Всё же в декабре 1976 ему приходится выслушать блудливый вопрос западного корреспондента: такое впечатление, что общественная деятельность Сахарова была более заметной до присуждения Нобелевской премии, чем после?
И это спрошено о том годе, когда Сахаров у суда Джемилёва в Омске бил по лицу гебистов и милиционера, и — на другой день после того, как он, демонстрируя на площади Пушкина уважение к мифической советской конституции, обнажил на морозе свою редкую серебристую седину, а гебисты со смехом высыпбали на неё из кульков грязь и снег!
И разве понять американскому корреспонденту эту русскую нашу темь, как из дремучей глуши, прослышав, что в Москве появился академик — защитник справедливости, шлют и шлют ему корявые челобитные без адреса: батюшка! заступись, обижают! И между решеньем мировых проблем нужно Сахарову едва не каждое письмо прочесть и голову ломать, как, при всеобщем беззаконии, продвинуть законную просьбу. А с сердцем, открытым каждому страданию, не мог он зажмуриваться и отклонять.
Но тот корреспондент своим вопросом будто наклбикал: в самом начале 1977 Сахарову пришлось стать в ещё небывало резкое противостояние с Госбезопасностью — и эти месяцы я считаю вершинными в его борьбе, вершиной его мужества. Это случилось — от взрыва 8 января в московском метро и подлой заметочки Виктора Луи на Запад, что взрыв произведен диссидентами. Сахаров почувствовал на себе ответственность за всё диссидентское движение, намеченное к разгрому, — и 12 января издал обращение к мировой общественности: что репрессивные органы власти (читай — ГБ) всё чаще применяют уголовные методы (а уже было несколько известных избиений, и академика Лихачёва тоже), убивают беззвестно, а теперь «я не могу избавиться от ощущения, что взрыв в метро — это провокация репрессивных органов или определённых в них кругов».

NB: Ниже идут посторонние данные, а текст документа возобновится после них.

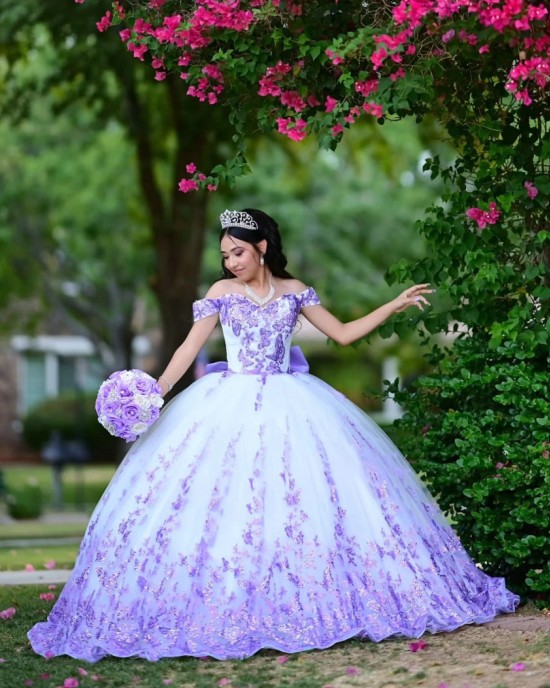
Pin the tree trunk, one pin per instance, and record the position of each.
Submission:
(178, 221)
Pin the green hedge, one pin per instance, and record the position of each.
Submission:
(73, 417)
(478, 429)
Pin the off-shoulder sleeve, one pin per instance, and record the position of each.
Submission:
(205, 307)
(309, 298)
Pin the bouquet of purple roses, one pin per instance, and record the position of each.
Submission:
(127, 403)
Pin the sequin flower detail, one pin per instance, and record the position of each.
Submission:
(127, 403)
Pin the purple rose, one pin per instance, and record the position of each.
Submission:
(130, 411)
(144, 385)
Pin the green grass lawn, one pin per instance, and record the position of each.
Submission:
(16, 559)
(32, 530)
(82, 486)
(475, 656)
(304, 670)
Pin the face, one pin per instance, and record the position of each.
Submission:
(240, 257)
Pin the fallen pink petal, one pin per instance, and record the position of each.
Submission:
(417, 646)
(518, 666)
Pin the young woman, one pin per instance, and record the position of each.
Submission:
(263, 509)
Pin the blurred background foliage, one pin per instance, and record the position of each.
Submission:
(76, 232)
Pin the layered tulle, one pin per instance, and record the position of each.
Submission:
(263, 511)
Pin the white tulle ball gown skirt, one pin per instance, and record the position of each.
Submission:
(263, 511)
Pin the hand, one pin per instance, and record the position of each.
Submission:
(413, 296)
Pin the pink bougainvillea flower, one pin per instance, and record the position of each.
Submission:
(373, 109)
(8, 613)
(484, 217)
(330, 104)
(71, 682)
(105, 22)
(518, 666)
(531, 189)
(417, 646)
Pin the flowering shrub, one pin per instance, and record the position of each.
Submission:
(278, 62)
(479, 431)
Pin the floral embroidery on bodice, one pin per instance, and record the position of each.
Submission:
(257, 338)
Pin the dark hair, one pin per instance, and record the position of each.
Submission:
(268, 229)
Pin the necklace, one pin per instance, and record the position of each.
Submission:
(261, 301)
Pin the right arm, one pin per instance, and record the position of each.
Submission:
(186, 353)
(193, 343)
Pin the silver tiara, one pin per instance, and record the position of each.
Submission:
(236, 218)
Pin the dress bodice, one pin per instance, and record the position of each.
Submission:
(257, 338)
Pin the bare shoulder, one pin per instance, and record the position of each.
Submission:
(290, 286)
(219, 288)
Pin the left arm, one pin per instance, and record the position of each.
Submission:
(346, 333)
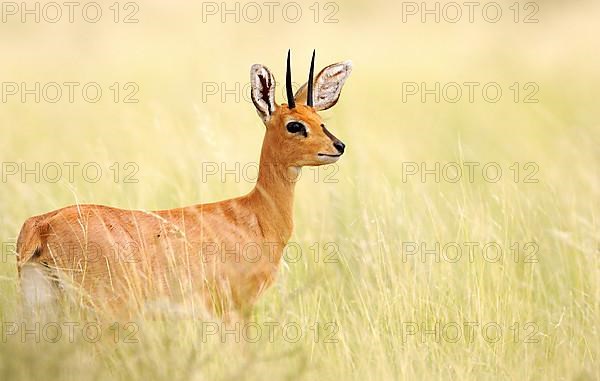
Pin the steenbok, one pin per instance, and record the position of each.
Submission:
(115, 256)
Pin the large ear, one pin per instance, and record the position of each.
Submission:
(327, 87)
(263, 91)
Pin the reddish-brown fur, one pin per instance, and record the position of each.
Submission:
(228, 252)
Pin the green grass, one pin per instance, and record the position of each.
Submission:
(355, 312)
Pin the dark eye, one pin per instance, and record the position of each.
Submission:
(296, 128)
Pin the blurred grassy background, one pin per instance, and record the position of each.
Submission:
(370, 292)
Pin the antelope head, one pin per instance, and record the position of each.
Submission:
(296, 135)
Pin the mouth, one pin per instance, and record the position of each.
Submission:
(328, 158)
(328, 155)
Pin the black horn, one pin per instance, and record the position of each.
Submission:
(288, 84)
(311, 73)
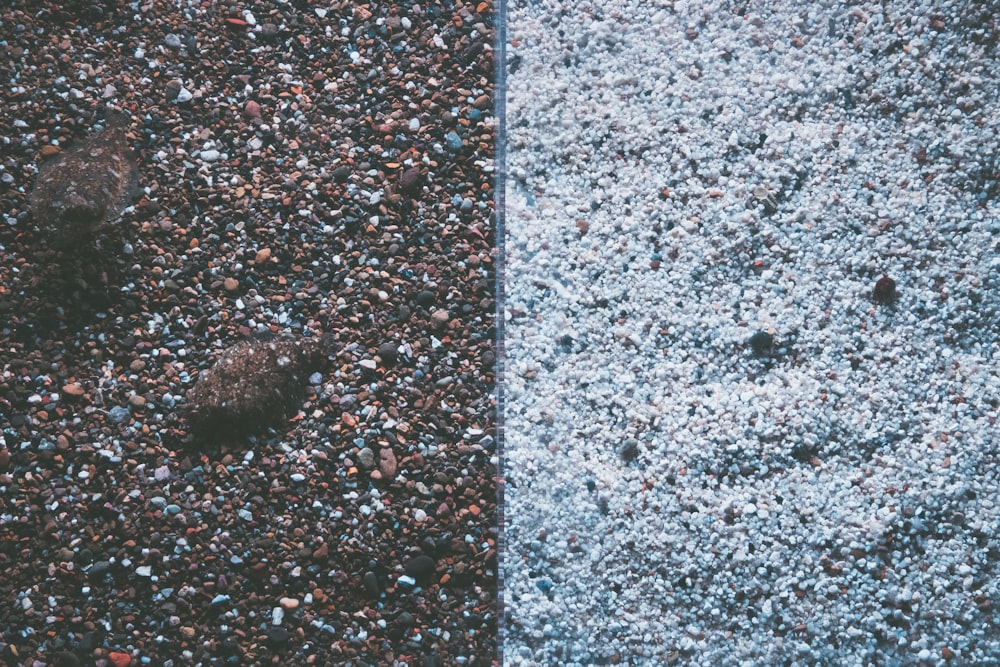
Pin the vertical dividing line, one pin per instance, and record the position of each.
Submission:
(500, 151)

И только западные люди могут не оценить, что значит бросить вот такое в лицо ГБ и на весь мир, — голова под топор!
Но и ГБ — струсило и отступило, как всегда перед мужественным поступком, если он на свету.
В ближайшие за тем недели поединок пошатал Сахарова крепко. Сюда пришёлся и грозный вызов в прокуратуру, откуда он мог бы и не выйти, — и он с достоинством держался там и не сломился дать требуемое опровержение. И на другой день — ещё снова, в интервью, поддержал своё обвинение. И в эти же роковые недели был подкреплён заявлением Госдепартамента, затем личным письмом от нововступившего президента Картера. Перепуганное ГБ погнало прокурора оправдываться в «Нью-Йорк таймс» — какое падение для Дракона! — Сахаров достойно ответил и в «Нью-Йорк таймс». (А президент Картер тут же отступил и заявил, что ему «не следовало публично» поддерживать Сахарова. Но он… примет его неофициально, если тот приедет в Соединённые Штаты… Смех и слёзы.)
Устоял Сахаров. И продолжал отзываться по многим поводам частных преследований. И тщетность десятков его обращений не приводила его в отчаяние. Однако и тогда, и раньше, и позже не скрыл: опасаюсь не столько ареста, сколько мафии, «подпольной уголовно-мафиозной деятельности» (и опять же верно — тут возможности ГБ вовсе безграничны), — особенно в отношении жены и её детей, «преследование их для меня несравненно трагичнее, чем что-либо другое».
И ГБ хорошо это знало. И использовало. Вся жизнь Сахарова и Е. Г. Боннэр была наполнена угрожающими и издевательскими письмами; вскрывая любой конверт, они не знали, какую подменённую гадость или насмешку там найдут (конверт от АФТ — КПП, а внутри — рисунок бронтозавра). А угрозы были весьма действительны, ибо вот одного за другим диссидента то избивали, то убивали таинственные непоимные молодцы. И угрозы (его собственную непреклонность ГБ уже оценило) так и шли в уязвимое сахаровское место — детям Боннэр. Это сопрягалось и с трёхлетним квартирным мучением, чисто советским изобретением: то непропиской Сахарова в квартире жены, то вообще лишением московской прописки, то помехами в квартирном обмене; то служебными неприятностями детям Боннэр.
И тут нервы Сахарова не выдержали. Столько сделав для эмиграции других, для вознесения эмиграции в высшее право человека, — как было ему удержаться, не требовать такого права и для своих близких? Теперь делал он особые заявления о судьбе детей жены, называя их заложниками. И, довольно неожиданно, эти настояния имели успех: за год после взрыва в метро и такого резкого конфликта — отпущены были в Америку и падчерица с мужем, и пасынок, выехавший, как потом обнаружилось, даже слишком поспешно; вслед за ними уехала и тёща.